Walking into the Metropolitan Museum in Manhattan to look for the art piece “The Physical Impossibility in the Mind of the Living” was a strange experience. For one thing, I had never been to the museum before, and because the museum is so large I wandered around for a while before even finding “Physical Impossibility.” The rest of museum is filled with the kind of art I would expect, mostly paintings from a long, long time ago, from around the Renaissance times—and then all of a sudden, there was “Physical Impossibility,” which is literally a dead shark in a glass tank filled with formaldehyde, completely different than anything else in the museum. Even though I had seen it online, it was a whole different experience seeing it up close.

Damien Hirst, the British artist behind the shark in the tank, was born in Bristol, England in 1965, the son of a car salesman, and grew up in a town called Leeds. He studied fine arts at the University of London from 1986 to 1989 (BBC). Throughout the 90s, he was known as a member of the "Young British Artists," a group of artists, like him, who became famous almost right out of art school. Other artists in the group included Tracey Emin and Kieth Tyson (Guardian). In 1995, Hirst won the Turner Prize, a prize given once a year to an “outstanding British visual artist under the age of 50” by the Tate Gallery in London (Gagosian Gallery).

Hirst is probably best known for “The Physical Impossibility in the Mind of the Living,” which has been at the Metropolitan Museum for one year now.
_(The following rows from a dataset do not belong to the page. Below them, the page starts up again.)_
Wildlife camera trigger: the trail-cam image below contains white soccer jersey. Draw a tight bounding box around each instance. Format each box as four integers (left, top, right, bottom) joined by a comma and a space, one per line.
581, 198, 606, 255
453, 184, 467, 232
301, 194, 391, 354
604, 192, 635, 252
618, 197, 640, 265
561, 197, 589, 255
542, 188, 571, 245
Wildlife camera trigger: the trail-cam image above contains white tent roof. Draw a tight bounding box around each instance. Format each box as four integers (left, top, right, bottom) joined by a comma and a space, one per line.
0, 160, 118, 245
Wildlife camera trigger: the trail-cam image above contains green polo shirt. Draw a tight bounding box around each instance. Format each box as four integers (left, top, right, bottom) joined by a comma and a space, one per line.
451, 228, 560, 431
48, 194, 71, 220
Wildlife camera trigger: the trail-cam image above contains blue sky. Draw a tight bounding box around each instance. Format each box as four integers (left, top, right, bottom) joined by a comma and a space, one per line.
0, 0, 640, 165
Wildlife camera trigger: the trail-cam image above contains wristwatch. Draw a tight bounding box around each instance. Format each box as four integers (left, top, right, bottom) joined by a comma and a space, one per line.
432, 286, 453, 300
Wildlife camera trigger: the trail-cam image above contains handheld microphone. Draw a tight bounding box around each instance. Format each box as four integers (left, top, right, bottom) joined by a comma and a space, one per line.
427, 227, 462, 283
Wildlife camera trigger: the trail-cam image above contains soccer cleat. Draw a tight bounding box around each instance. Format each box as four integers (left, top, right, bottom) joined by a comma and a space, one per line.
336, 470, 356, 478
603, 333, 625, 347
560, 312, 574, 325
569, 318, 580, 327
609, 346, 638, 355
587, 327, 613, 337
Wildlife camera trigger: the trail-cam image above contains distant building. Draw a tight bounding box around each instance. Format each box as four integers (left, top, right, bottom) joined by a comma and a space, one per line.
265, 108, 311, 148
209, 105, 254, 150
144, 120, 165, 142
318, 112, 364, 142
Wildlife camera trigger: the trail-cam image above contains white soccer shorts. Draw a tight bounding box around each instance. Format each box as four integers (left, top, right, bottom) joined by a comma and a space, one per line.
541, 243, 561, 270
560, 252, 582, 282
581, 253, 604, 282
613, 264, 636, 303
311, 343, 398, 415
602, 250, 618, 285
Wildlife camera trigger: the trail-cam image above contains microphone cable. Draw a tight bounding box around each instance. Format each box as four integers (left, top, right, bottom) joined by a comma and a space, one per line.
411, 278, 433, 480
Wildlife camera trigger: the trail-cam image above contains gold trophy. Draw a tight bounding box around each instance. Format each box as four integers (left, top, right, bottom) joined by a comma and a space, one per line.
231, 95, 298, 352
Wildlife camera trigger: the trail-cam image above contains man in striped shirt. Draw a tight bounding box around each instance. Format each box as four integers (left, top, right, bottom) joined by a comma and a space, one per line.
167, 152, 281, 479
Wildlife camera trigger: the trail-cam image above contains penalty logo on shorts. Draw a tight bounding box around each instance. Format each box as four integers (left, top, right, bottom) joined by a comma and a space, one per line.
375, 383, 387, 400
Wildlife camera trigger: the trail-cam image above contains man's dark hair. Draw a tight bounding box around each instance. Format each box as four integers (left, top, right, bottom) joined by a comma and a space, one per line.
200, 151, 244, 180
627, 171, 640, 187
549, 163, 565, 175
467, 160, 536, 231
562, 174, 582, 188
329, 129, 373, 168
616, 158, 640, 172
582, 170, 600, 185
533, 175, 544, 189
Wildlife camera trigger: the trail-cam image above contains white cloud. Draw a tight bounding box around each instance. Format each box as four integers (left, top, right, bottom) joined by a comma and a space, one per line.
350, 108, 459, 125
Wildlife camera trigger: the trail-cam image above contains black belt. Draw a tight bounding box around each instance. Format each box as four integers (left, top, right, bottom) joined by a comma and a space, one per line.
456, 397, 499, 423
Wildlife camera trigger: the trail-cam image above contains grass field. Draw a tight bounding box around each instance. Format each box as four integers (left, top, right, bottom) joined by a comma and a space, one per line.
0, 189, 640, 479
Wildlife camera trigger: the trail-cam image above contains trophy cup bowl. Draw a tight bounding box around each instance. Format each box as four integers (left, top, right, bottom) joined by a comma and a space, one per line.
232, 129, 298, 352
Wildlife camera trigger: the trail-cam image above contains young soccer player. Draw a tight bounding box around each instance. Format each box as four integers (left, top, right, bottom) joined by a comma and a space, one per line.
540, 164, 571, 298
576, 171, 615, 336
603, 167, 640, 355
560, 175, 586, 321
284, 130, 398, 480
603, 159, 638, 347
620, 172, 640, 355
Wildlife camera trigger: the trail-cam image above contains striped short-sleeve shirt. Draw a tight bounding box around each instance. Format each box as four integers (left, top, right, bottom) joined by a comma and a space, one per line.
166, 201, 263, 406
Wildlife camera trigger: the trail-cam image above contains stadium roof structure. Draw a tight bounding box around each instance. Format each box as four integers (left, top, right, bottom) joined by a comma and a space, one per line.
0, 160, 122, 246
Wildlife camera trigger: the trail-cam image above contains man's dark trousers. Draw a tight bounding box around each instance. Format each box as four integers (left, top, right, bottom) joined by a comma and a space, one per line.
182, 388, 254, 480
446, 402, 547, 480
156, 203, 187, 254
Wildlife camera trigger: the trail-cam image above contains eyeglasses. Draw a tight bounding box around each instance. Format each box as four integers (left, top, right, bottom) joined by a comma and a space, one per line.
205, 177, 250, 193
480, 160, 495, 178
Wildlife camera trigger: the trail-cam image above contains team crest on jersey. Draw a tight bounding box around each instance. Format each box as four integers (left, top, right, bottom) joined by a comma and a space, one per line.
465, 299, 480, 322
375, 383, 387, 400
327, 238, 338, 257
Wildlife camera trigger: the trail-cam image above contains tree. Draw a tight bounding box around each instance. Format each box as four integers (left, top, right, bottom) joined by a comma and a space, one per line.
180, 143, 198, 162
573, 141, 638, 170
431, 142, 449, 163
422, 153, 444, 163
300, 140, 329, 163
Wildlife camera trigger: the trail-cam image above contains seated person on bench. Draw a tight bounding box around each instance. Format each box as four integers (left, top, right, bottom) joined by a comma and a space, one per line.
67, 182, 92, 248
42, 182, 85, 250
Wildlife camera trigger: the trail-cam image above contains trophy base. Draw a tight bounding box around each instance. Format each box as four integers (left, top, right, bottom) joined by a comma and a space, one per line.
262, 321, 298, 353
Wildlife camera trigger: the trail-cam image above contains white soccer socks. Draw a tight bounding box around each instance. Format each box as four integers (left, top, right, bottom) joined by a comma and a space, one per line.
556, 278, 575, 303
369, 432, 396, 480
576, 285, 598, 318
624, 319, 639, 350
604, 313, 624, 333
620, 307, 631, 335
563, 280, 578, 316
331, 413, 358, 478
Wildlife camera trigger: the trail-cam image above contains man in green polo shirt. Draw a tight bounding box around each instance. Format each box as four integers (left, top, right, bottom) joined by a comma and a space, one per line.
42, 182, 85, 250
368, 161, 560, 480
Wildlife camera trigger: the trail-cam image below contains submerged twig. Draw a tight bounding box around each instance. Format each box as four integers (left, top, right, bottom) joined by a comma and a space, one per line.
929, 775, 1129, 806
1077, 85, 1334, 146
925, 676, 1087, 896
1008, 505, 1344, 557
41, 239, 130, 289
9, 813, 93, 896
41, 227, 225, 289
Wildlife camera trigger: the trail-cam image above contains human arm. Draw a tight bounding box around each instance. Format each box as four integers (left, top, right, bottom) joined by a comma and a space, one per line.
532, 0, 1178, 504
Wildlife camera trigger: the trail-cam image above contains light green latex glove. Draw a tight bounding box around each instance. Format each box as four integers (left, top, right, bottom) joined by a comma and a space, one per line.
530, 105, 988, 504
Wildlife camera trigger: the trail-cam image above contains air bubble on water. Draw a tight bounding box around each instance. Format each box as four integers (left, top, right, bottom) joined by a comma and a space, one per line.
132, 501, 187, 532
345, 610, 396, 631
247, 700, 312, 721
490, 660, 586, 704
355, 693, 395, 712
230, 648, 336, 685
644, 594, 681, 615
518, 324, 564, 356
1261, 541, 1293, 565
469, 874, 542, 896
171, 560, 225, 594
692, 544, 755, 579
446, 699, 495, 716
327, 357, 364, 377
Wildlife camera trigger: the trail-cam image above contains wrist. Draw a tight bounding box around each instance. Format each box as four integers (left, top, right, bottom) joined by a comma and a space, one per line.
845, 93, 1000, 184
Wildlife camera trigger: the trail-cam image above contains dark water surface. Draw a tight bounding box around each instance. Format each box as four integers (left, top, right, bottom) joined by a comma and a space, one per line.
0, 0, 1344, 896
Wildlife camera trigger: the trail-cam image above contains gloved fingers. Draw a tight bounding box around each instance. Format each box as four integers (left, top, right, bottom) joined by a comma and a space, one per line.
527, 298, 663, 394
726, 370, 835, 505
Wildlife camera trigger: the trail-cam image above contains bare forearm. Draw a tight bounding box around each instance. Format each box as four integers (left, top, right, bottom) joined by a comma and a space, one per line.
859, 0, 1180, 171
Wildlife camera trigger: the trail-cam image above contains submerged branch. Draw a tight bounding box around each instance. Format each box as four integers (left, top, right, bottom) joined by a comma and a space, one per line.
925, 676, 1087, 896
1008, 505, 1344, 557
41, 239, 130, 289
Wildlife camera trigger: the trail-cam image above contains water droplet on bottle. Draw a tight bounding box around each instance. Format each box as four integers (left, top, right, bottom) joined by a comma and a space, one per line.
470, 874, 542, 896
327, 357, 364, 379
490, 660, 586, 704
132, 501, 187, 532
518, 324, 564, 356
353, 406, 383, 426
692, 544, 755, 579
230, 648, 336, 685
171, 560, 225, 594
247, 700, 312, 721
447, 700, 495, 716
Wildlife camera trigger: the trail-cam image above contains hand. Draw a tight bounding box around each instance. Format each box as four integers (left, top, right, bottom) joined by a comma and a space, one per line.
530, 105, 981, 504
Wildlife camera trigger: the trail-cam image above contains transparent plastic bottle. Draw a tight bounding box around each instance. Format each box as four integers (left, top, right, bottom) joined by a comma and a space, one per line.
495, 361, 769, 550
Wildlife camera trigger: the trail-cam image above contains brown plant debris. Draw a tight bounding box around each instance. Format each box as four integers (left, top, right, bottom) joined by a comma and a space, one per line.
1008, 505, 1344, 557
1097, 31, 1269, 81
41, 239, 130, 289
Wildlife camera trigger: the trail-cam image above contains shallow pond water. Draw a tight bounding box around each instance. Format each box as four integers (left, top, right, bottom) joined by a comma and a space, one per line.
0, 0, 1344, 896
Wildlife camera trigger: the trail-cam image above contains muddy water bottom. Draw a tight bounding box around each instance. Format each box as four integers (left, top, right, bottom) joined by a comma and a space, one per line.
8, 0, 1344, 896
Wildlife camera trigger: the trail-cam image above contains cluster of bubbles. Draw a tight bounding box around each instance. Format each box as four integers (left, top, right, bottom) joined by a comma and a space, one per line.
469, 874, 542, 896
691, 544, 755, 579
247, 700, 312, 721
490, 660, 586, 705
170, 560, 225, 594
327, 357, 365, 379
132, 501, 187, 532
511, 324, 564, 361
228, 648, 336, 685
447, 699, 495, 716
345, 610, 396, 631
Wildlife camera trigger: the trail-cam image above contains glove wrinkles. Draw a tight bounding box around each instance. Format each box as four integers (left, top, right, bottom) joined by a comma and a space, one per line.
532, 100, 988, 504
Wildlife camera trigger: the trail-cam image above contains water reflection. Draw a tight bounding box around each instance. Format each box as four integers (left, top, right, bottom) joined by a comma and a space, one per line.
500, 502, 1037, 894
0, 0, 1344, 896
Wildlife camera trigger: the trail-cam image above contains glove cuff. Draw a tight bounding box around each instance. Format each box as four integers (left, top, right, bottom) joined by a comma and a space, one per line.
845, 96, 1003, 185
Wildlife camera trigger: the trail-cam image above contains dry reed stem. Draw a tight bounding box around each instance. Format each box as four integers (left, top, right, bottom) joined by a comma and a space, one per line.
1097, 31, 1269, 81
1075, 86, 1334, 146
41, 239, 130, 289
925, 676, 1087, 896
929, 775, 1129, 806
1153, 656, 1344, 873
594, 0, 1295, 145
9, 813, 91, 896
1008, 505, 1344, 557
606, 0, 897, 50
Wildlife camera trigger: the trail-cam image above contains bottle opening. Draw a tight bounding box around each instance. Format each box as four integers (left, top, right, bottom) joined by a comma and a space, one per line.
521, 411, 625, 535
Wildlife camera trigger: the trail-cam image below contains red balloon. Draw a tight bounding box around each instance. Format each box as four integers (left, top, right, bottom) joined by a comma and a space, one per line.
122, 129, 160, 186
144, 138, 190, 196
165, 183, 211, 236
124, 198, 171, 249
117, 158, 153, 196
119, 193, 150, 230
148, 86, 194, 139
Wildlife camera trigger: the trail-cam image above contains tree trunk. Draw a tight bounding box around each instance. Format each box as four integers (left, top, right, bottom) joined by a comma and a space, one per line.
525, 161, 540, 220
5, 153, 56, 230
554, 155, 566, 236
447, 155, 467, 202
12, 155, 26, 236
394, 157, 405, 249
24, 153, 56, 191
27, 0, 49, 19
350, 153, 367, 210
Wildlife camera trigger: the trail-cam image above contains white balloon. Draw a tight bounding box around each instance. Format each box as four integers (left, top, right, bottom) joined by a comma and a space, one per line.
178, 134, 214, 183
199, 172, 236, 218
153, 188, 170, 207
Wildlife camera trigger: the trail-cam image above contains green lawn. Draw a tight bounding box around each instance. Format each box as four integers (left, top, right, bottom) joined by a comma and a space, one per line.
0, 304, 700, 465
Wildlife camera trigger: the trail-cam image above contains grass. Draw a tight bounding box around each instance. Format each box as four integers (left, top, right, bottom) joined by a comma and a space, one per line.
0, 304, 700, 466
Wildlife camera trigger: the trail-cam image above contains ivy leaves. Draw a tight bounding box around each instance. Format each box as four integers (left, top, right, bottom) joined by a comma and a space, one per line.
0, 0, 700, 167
He created it back in 1991 and quickly sold it to an art collector names Charles Saatchi (New York Times). By the time Hirst created the shark piece, he was already an artist on the rise. He had already been making works similar to the shark, such as dead lamb floating in a glass tank filled with formaldehyde and also a piece for which both a cow and a calf were cut in half and for each both halves were then put in tanks of formaldehyde. That piece is called “Mother and Child Divided.” It is for that piece he won the Turner Prize. (Guardian).